There are a few things I have to buy in a grocery store. Those fancy rolls of dog food I use to fill in when the gourmet home-made food runs out, for example: Costco doesn’t carry those things. Walmart and the uppity AJ’s both carry them — and each charges the same for the stuff. If most of a month’s supermarket and grocery store items are purchased at Costco, then all that’s left to buy elsewhere is the dog food and occasional fresh produce. Walmart’s produce stinks and half the time they’re out of the dog food, so to avoid wasted trips (and wasted gasoline) I buy both at AJ’s, the Jewel of Richistan. But even buying fresh produce and overpriced dog food at that upscale emporium does not run up the AMEX bill the way list-free shopping does.
If these speculations are true, then I should have relatively little trouble staying within what seemed like an impossibly tight budget (given what I have been spending, habitually). Frankly, after the astronomical power and water bills, I was very surprised not to find myself flat broke already.

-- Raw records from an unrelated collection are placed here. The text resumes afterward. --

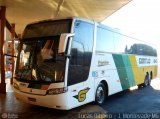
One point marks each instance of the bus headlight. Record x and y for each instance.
(54, 91)
(16, 86)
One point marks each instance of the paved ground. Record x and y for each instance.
(144, 100)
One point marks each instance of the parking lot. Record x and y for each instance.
(144, 100)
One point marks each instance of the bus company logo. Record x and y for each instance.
(144, 60)
(4, 115)
(81, 95)
(102, 63)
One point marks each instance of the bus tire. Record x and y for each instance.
(147, 80)
(100, 94)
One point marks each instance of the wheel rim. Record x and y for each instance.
(100, 95)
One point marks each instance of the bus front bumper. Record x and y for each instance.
(52, 101)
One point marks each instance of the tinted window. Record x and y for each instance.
(105, 41)
(81, 52)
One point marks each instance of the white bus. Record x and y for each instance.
(66, 63)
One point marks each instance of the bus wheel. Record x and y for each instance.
(100, 94)
(147, 80)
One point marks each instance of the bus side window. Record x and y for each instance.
(77, 53)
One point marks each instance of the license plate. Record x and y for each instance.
(32, 99)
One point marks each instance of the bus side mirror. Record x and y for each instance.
(63, 42)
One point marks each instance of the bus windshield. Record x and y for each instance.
(38, 60)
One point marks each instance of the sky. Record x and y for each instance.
(139, 19)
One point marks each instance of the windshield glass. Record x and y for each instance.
(38, 60)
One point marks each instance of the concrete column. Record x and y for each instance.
(2, 71)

Now is the most expensive time of year, when it comes to running the Funny Farm. I do not do time-of-day billing deals with the power company (like, yeah: I really want to spend my evenings running the laundry! And sure, I really want the Salt River Project telling me what I can do and when!). Nor do I average out my bills over the year: that would leave me with unaffordable bills all year round instead of just three or four months a year. The result is that during the winter, the power bills in this house are very low. I don’t mind being a little chilly for a few hours a day. Once the sun hits the roof, the house warms right up, even in the middle of January. There’s no reason to heat the entire building when a space heater will make the room where I spend most of my time plenty comfortable. Same is true with the water bills: in winter, the vegetation uses a quarter of the amount of water needed to keep it alive during the summer. As a result, water bills are correspondingly low. This leaves lots more money to spend on my indulgences during the cooler months.

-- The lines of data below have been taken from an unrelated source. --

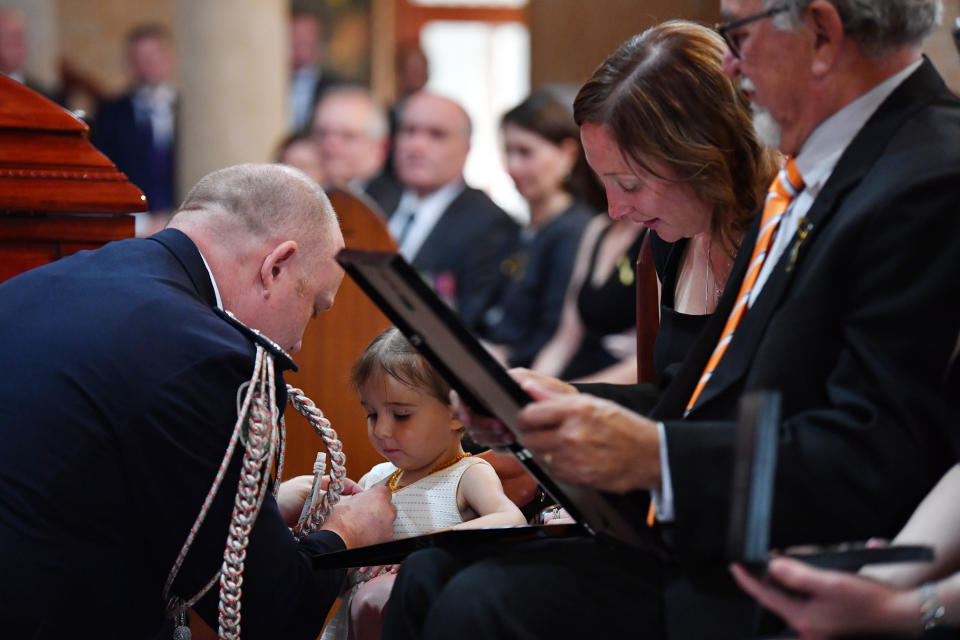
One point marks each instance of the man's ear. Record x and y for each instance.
(276, 265)
(829, 36)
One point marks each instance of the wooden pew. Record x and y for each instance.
(332, 342)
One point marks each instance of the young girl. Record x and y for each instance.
(435, 484)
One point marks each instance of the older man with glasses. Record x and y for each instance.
(843, 298)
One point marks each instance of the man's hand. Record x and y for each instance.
(363, 519)
(820, 604)
(589, 441)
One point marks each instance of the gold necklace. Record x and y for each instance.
(395, 477)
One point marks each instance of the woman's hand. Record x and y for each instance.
(490, 432)
(589, 441)
(820, 604)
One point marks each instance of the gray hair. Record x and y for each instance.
(878, 25)
(378, 127)
(267, 200)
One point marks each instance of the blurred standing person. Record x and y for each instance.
(14, 49)
(413, 71)
(450, 232)
(545, 160)
(299, 150)
(308, 77)
(138, 129)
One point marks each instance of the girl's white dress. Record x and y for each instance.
(424, 506)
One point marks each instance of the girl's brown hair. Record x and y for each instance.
(391, 353)
(663, 94)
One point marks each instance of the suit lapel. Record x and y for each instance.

Or to set aside in savings. 😉
Wow–sounds like the new system is really working out for you!
I’m trying to figure out how to implement an envelope system for groceries and incidentals here. Unfortunately, it’s complicated. I do most of the meal planning and list making, but MrH and our older son do the shopping. We tend to have a big stock-up at the beginning of the month, so dividing money into weekly envelopes doesn’t quite work. And while Wal-Mart has a store card we could put cash on, I don’t think IGA or the farmer’s market do.
Easiest thing might be a credit card, perhaps a rewards card, with a low limit that we pay in full every month. But I’m not quite sure I want that kind of temptation running around in folks’ pockets, or that we could all be on one account. Best idea I’ve come up with sofar, though.

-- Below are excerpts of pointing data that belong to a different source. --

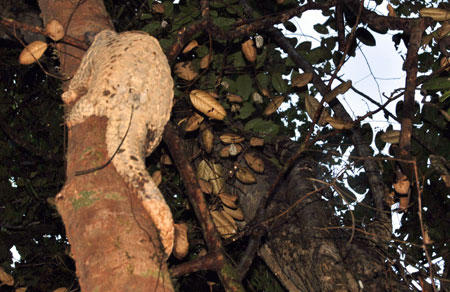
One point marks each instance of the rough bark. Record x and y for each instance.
(110, 234)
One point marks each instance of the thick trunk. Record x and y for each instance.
(303, 248)
(113, 241)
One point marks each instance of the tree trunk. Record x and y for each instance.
(114, 243)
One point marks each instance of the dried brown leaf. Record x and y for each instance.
(32, 52)
(207, 104)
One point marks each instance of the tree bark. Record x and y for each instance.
(110, 233)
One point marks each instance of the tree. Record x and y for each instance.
(269, 192)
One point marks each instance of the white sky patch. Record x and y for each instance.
(16, 255)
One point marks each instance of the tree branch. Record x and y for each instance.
(225, 271)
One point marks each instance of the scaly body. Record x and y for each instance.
(121, 73)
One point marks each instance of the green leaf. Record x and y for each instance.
(358, 183)
(265, 127)
(238, 59)
(304, 46)
(263, 80)
(168, 8)
(261, 58)
(152, 27)
(223, 22)
(290, 26)
(320, 28)
(145, 16)
(246, 110)
(235, 9)
(318, 55)
(244, 86)
(365, 37)
(279, 83)
(444, 96)
(437, 83)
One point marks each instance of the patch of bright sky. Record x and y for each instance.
(374, 70)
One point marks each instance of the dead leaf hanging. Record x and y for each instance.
(302, 79)
(32, 52)
(207, 104)
(55, 30)
(230, 138)
(273, 105)
(249, 51)
(185, 70)
(255, 163)
(312, 105)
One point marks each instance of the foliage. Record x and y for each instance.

Or cash. Just take out X number of dollars in cash for a month’s worth of shopping. Then when one person goes to a given shopping destination, he or she takes enough to cover the items planned for that outing. If you run out of cash, stop buying.
This would quickly train family members to purchase the most important things first. Then if something had to be left on the cashier’s conveyer belt, it would be stuff that’s optional.